Overpricing your home based on a gut feeling or wishful thinking can be a dire mistake, according to Florida broker Toni Zarghami. The listing specialist says she frequently encounters sellers who mistakenly believe that routine cosmetic updates such as fresh paint or new molding will command a significant price premium over other homes in the area. Call it the (non)-reality TV effect.

“They very much think that their property is better than everyone else's,” she says. “On HGTV, when you landscape and paint, and add new light fixtures, you just added 20 grand to your list, right? But that's just not the way that our market is.”
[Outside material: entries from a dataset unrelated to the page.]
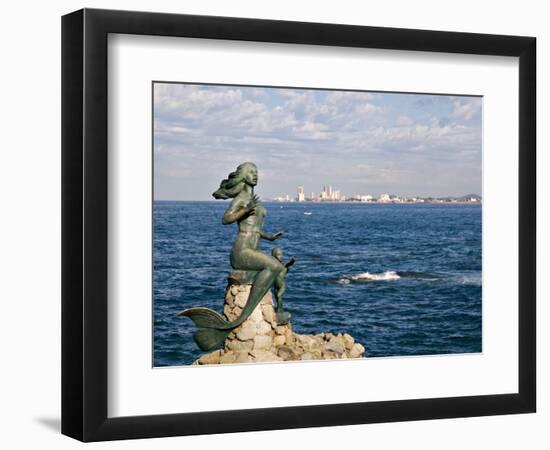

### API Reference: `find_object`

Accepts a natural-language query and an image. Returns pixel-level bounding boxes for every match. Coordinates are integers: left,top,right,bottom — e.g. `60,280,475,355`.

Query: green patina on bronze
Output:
178,162,295,351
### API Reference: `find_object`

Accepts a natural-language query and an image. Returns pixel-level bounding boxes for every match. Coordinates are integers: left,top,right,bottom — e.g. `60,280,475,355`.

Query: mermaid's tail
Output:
177,284,270,352
178,307,231,352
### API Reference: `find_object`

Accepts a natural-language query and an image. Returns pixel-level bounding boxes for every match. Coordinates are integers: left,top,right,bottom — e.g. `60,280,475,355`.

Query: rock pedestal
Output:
193,284,365,365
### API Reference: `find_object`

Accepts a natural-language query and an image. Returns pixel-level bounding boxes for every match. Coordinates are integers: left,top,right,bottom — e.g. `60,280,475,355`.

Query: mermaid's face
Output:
244,164,258,186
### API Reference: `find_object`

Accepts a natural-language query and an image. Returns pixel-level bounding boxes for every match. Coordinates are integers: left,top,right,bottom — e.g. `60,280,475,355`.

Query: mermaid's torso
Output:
231,200,266,267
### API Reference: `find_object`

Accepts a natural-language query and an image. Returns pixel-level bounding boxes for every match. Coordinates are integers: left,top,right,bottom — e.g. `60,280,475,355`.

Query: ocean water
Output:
153,201,481,366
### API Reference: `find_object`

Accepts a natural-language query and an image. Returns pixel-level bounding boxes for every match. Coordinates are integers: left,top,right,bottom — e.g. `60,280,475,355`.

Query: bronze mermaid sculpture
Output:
178,162,294,351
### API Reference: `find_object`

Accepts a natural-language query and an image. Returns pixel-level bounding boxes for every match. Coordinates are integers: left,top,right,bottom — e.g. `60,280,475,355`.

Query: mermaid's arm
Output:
222,202,254,225
260,230,283,241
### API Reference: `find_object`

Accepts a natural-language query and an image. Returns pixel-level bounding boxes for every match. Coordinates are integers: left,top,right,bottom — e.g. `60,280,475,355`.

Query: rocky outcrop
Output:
193,284,365,365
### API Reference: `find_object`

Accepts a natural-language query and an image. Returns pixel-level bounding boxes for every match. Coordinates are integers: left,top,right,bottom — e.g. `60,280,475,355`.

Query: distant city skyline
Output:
153,83,482,200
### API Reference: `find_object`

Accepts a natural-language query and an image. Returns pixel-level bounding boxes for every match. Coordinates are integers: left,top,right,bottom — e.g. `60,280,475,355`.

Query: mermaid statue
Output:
178,162,295,351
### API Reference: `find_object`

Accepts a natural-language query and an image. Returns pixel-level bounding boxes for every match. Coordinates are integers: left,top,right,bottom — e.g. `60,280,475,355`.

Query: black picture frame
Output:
62,9,536,441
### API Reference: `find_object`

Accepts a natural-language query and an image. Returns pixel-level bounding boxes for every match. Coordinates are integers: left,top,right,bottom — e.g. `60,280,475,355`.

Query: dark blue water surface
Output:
154,201,481,366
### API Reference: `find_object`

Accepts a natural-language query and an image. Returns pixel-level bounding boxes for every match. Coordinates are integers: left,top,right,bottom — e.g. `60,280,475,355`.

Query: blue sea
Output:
153,201,481,367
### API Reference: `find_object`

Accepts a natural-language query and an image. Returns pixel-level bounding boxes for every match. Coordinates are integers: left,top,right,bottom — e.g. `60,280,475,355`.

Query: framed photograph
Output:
62,9,536,441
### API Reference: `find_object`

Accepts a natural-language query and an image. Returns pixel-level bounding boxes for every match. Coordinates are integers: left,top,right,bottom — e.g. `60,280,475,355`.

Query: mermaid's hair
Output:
212,162,256,200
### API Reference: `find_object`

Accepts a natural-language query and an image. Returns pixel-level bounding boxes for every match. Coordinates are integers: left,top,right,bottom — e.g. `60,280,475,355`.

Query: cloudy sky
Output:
153,83,482,200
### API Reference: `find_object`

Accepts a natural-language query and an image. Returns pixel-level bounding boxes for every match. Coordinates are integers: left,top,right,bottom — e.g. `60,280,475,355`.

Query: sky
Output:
153,83,482,200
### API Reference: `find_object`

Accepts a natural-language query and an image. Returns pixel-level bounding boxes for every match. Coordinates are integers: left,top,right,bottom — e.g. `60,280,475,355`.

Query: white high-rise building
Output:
298,186,306,202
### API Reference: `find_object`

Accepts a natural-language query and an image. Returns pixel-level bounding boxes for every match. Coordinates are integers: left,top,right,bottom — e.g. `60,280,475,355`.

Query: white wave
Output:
458,273,481,286
338,270,401,284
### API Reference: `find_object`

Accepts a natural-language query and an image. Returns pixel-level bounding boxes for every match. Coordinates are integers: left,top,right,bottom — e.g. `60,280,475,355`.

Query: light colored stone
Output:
250,350,283,362
225,339,254,352
220,351,237,364
195,350,223,365
254,335,273,350
237,322,256,341
251,305,264,324
234,352,252,363
235,292,248,308
342,333,355,350
256,321,271,334
348,342,365,358
277,346,300,361
325,339,346,355
262,304,275,323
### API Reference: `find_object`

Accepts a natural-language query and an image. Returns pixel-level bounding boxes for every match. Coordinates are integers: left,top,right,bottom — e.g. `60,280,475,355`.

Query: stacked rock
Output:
193,284,365,365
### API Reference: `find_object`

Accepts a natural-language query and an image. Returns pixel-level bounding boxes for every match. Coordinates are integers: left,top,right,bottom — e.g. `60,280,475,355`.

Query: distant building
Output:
298,186,306,202
378,194,391,203
359,195,373,203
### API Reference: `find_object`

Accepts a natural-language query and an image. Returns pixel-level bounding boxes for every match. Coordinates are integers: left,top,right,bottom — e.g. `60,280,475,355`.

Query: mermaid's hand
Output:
252,194,262,206
269,231,284,241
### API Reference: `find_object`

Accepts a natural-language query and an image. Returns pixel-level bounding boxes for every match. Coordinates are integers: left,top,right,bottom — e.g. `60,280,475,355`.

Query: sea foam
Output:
338,270,401,284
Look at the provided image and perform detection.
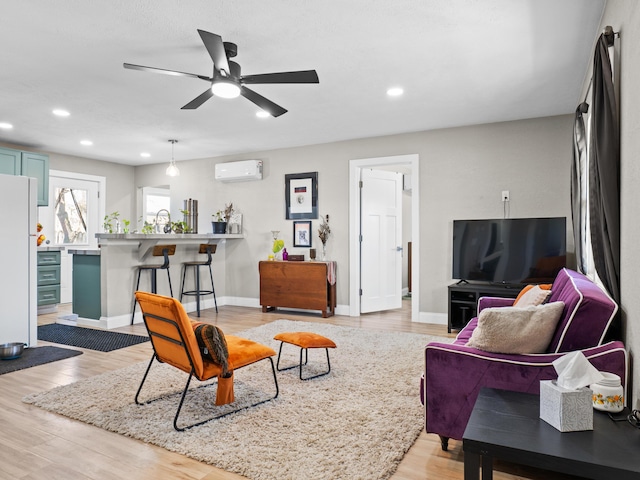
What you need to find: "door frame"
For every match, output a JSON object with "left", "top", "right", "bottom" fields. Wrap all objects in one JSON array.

While Zarghami says cosmetic updates can help a home sell faster, they are unlikely to raise the sales price. She says she works closely with sellers to set a realistic price at the outset, and isn’t averse to turning down taking on listings from those who won’t budge on a price target that is out of reach.

"Selling a house is like running a marathon, and when you choose to price too high, you have let every other runner get 20 miles ahead of you before you even take your first step,” she says. “It's almost impossible to catch up."

So what happens to listings when sellers price their homes unrealistically? It goes stale, lingering on the market for an unusually long time despite multiple price reductions.

To buyers and their agents, stale listings raise red flags for buyers, who think the home might be “snakebit” — that there must be something wrong with it. And the number of stale listings is increasing.

It may not sound like much to those outside the industry. But it’s a big deal when looking at the big picture. “Nationally, homes typically spent 50 days on the market last month, four more than a year ago and the longest median time on the market for the month of April since 2020,” says Griffith.

Brian Stephens, another Florida based broker, says, “If you overprice your home, it's going to sit on the market, and it's going to get stale, and then you're going to be chasing the price down to what the market's willing to pay for it.”

What’s the chatter online among sellers? On the real estate forums of Reddit, there are regrets. “Laments increasingly abound from home sellers who have seen their listings grow stale due to overpricing,” says Griffith, who cites one of them. “I’m a seller who overpriced my home and learned the hard way,” wrote one Reddit user this week, after getting no offers since listing their home in October. “It's fully remodeled, and I originally priced it way too high—about $100K above breakeven—because I had unrealistic expectations.”

Another expressed frustration that their spouse ignored pricing recommendations from three real estate agents, insisting that their home was worth at least 25% more.

If it truly “ain’t over ’til it’s over,” well… it sure looks like it’s over. And that river in Egypt is no longer going to carry inflated price expectations.